LeanLogix is a private model foundry and model-governance control plane. It trains and fine-tunes small models on open foundations (the Qwen2.5 family), then governs the full lifecycle — registry, evals, separation-of-duties release, and a signed model passport. It is the management plane that rides on top of inference, not an inference or GPU host itself. LeanLogix is built by LockedIn Labs for regulated, in-boundary teams in healthcare and finance.
How is a model foundry different from a fine-tuning platform or an inference host?
A generic fine-tuning platform hands you a model on a shared, metered plane; a hyperscaler model service keeps it inside their cloud and meters every token. LeanLogix is built the other way: a model forked per customer, served inside your boundary with no external token meter, and shipped with a signed AI bill of materials you can re-verify offline. The differentiator is governance and provenance — proving why a model was chosen and what went into it — not raw GPU inference, which LeanLogix rides on top of.
Can LeanLogix fine-tune open models like Qwen, Llama, or Mistral?
LeanLogix fine-tunes open foundations with LoRA, QLoRA, DoRA, and GaLore — adapter and full fine-tunes with reproducible recipes, run inside your boundary on your data. The trained base for governed models published today is the Qwen2.5 family (Apache-2.0). The Base-Model Advisor helps choose a foundation per task; every build is registered with its base, method, datasets, and eval score.
What is a signed model passport?
A model passport is a signed AI bill of materials for a release — base model, datasets and exclusions, eval probes, the approver, and an Ed25519 signature over the verbatim bytes. Because it is signed over the bytes, an auditor recomputes the fingerprint offline with curl and a public key and gets the result rather than your word. A model selection can also carry a portable selection receipt that re-verifies at the central public verifier, lockedinlabs.ai/verify, with nothing of LeanLogix's in the trust path.
Does LeanLogix prove which model was selected and why?
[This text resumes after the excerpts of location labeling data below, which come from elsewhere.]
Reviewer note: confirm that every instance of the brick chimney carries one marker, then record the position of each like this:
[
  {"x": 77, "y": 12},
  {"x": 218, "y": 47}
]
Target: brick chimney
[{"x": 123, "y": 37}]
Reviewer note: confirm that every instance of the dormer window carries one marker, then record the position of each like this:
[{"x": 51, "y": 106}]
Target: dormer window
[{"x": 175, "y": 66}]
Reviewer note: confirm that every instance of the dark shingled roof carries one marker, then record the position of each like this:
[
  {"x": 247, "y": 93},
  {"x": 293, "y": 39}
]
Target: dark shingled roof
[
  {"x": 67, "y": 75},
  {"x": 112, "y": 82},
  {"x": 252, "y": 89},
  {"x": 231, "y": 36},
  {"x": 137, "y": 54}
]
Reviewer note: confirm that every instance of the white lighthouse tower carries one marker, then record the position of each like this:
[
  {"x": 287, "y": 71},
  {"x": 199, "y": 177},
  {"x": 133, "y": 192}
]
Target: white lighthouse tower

Yes. The Sovereign Router classifies a request, scores the routable catalog on capability, cost, latency, and availability, and serves the chosen model only after re-verifying its Ed25519 passport at request time. The selection is sealed into a portable, signed selection receipt — so the choice of model is itself an offline-verifiable record, not an opaque routing decision. That selection-proof is the headline differentiator: anyone can serve you a model; LeanLogix proves why this one was chosen.
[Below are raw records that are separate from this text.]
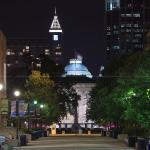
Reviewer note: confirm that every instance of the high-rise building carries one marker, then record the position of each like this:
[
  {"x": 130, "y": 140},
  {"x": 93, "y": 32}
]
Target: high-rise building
[
  {"x": 56, "y": 40},
  {"x": 127, "y": 23}
]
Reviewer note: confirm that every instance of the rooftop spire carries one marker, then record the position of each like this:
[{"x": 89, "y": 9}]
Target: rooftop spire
[{"x": 55, "y": 26}]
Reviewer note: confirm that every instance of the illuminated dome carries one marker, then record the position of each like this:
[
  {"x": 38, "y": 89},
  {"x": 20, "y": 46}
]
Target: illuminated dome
[{"x": 76, "y": 68}]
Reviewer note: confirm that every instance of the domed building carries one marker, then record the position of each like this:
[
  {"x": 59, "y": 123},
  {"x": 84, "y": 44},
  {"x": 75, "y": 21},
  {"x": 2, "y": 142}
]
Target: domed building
[
  {"x": 76, "y": 68},
  {"x": 83, "y": 82}
]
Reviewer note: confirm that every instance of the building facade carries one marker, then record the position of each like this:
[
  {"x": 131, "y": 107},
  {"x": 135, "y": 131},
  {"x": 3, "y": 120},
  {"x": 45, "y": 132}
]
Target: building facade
[
  {"x": 83, "y": 85},
  {"x": 127, "y": 23},
  {"x": 56, "y": 40}
]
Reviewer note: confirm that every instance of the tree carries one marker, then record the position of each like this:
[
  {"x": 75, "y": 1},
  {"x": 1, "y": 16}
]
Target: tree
[{"x": 125, "y": 94}]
How does LeanLogix help with EU AI Act and ISO/IEC 42001 compliance?
LeanLogix is governance-first by construction: separation of duties between trainer and approver, evidence captured as a signed artifact rather than a screenshot, and a defensible release trail mapped to the AI RMF and ISO/IEC 42001 themes. The signed passport makes consent and no-PHI-in-weights an offline-verifiable, scored dimension. LeanLogix supplies the evidence and process structure that support an AI-management-system program; it is not itself a certification.
How does LeanLogix evaluate models for regulated use?
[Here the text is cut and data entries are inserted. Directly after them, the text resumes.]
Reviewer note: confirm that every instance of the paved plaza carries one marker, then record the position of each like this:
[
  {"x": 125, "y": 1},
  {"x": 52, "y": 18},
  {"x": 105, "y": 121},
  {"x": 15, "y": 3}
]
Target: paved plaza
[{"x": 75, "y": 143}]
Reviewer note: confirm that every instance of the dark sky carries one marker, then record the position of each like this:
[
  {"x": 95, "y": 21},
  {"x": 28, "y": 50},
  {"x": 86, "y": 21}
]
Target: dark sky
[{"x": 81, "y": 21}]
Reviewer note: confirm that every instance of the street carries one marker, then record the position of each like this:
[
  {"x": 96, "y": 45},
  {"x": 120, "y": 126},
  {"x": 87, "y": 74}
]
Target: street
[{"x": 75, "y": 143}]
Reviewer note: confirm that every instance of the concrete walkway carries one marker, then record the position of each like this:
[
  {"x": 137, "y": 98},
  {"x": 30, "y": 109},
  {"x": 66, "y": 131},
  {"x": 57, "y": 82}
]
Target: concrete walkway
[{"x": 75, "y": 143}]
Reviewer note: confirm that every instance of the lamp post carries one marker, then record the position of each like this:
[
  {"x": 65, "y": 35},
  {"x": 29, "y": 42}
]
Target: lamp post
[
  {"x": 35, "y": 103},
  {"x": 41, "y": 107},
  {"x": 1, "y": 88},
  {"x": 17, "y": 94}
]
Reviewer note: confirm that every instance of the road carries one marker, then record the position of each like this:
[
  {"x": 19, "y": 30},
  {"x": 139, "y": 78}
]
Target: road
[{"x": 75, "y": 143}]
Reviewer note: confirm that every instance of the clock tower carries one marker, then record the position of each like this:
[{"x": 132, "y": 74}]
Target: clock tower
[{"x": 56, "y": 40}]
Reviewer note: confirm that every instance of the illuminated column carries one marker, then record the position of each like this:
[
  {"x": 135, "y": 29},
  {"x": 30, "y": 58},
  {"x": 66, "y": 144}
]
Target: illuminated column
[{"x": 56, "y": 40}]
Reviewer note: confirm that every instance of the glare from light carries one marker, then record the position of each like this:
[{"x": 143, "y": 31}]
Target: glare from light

Through APEX for Regulated AI — a deterministic, signed, offline-verifiable benchmark for the failure modes a regulated buyer is liable for: PHI-leakage under governance, prompt-injection resistance, separation-of-duties violations, and consent-based training. A correct answer is not a safe one, so the audit trail is part of the score. APEX-Regulated is a program in formation — Health-Admin has real probes today; Compliance and Modernize are published as methodology with dev sets forming — and LeanLogix publishes only its own models' real, signed scores.
Where does the model run, and is my data metered or sent out?
Governed models are forked per customer and served inside your boundary with no external token meter in the inference path. A per-token meter is a data-egress decision in disguise inside a regulated boundary — every metered call is a record someone else keeps — so LeanLogix favors serving private models at a flat license with nothing external in the inference path. Healthcare models are trained on public corpora with PHI handled at runtime via retrieval, never baked into weights.